最初に報告したのは週一の健康診断で来ていたブラッツ先生で、返ってきた言葉はこうだ。
「カテリーネ様、ご婚約おめでとうございます。これで安泰ですね」
「はい、ありがとうございます」
先生のこの反応が普通だと思ってた。
思っていたんだけど。
「あの、まだされていなかったんですか!? 既に婚姻されているものかと……」
城の中歩いてても医務室行っても、こういう系の反応が多かったのなんでなの!!
そんな話一切公に出してないのにおかしいでしょ!
噂どうなってんの、噂!
困った笑顔しか返せなかったわ……。
当然、おれとヴァルムントくんの婚約にあまり良い顔しない人達はいた。
数人の女性から睨まれているのをおれは察知したぜ! うわぁお、こわやこわや……。
でもヴァルムントくんはおれのものなので~、へへへへ。
女性以外にもいたんだけれども、おれ相手にはあんまり言ってこず、ヴァルムントへ集中したのだとカールさんから聞いたんだよね。
多分おれの活動範囲が基本激せまなのと、護衛がぴっちりすぎるからだと思う。あと神秘的な美少女ぱぅわ〜。
それにヴァルムントくん真面目だからさ……。
言ってもいい相手だと思われて攻撃のターゲットになりやすいのと、本人が真正面から受け止めがちなのもあると思う。
でもヴァルムントくんは強かった。
強すぎたと言ってもいいかもしれない。
あーだーこーだ権力云々嫌みを言ってくる相手に一言。
「私がカテリーネ様との婚約を望んだのは、私がカテリーネ様を愛している他ありません」
ってスッパリ言い放っているのだとか。
すげー堂々としてるものだから、相手もビビったり呆然とした反応をするしかできなかったらしい。
勿論、それでも権力目当てだとか顔目当てだとかネチネチしてきたりする人はいた。
そんなこと言ってくるやつら、ヴァルムントくんのこと分かってなさすぎる……。
でもヴァルムントくんは折れなかったから、相手が根負けするか負け惜しみ言いながら逃げたのだと。
何それ何それ! 見たかったし、おれに言ってほしか……、いや、いやダメだわ。
おれが恥ずかしすぎて体温上がりすぎた結果、蒸発するのが目に見えてる。
ヴァルムントくん素直に火力高すぎるの! いつでもフルスロットル勘弁してくれ!!
ほんと、ほんともう……。
◆
夕飯までの間休もうと部屋のベッドで寝転びながら、おれはあることについて考えていた。

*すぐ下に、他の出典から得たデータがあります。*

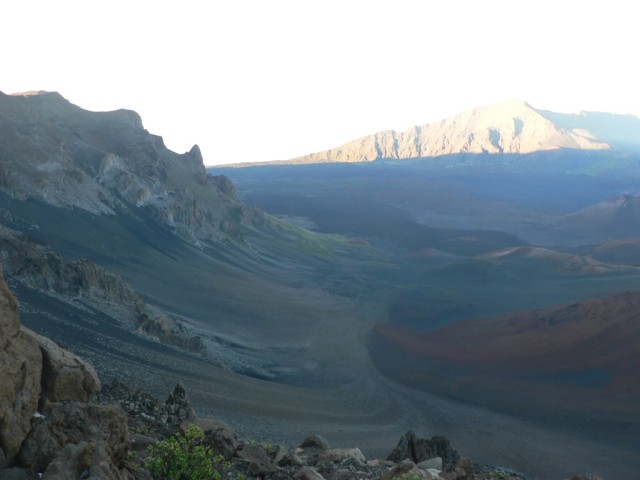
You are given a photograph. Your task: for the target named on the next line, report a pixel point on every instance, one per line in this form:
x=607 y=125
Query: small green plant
x=268 y=448
x=184 y=457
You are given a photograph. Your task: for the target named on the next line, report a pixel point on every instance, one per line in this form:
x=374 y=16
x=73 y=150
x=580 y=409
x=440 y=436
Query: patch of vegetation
x=185 y=457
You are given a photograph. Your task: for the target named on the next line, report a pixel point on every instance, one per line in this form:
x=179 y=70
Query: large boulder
x=74 y=437
x=420 y=449
x=65 y=376
x=20 y=372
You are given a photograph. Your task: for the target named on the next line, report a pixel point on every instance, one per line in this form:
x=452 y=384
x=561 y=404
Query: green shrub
x=184 y=457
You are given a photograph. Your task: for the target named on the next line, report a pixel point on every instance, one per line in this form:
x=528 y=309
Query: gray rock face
x=76 y=435
x=65 y=375
x=20 y=373
x=69 y=436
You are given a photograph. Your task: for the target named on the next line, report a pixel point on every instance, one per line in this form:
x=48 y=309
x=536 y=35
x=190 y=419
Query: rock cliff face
x=106 y=162
x=35 y=265
x=45 y=420
x=508 y=127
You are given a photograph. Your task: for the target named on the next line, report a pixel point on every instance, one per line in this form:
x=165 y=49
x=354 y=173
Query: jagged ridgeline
x=107 y=163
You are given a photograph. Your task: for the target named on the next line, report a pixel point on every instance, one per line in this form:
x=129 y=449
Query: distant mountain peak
x=511 y=126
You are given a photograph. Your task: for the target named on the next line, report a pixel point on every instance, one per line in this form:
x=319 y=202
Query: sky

今はもうヴァルムントの領地ヴェルメに行ってから大体3ヶ月くらい過ぎている。
そう、3ヶ月だ。あれから3ヶ月だ。
その……、アレよ。アレ。
えーっと、その、こっ、恋人としての進展がないっていうか。
会っても基本的に誰かが一緒にいるし、二人っきりになるタイミングはないし。
それとなーく他の人が席を外してくれる時はあるけど、ヴァルムントくんは通常運転だ。
おれが恥ずかしくなる言葉をおくってはくるものの、礼儀作法として必要な場面を除いて物理接触はしてこない。
逆におれから手を取ったりすることが大半になっている。
前に夕飯を一緒にできて、ちょっと皇族用の庭で散歩しましょうか~って時だってそうだった!
ヴァルムントくんはおれの手をとってエスコートをし、ベンチのある東屋で休憩する時はおれだけ座らせて自分は座らなかったのだ。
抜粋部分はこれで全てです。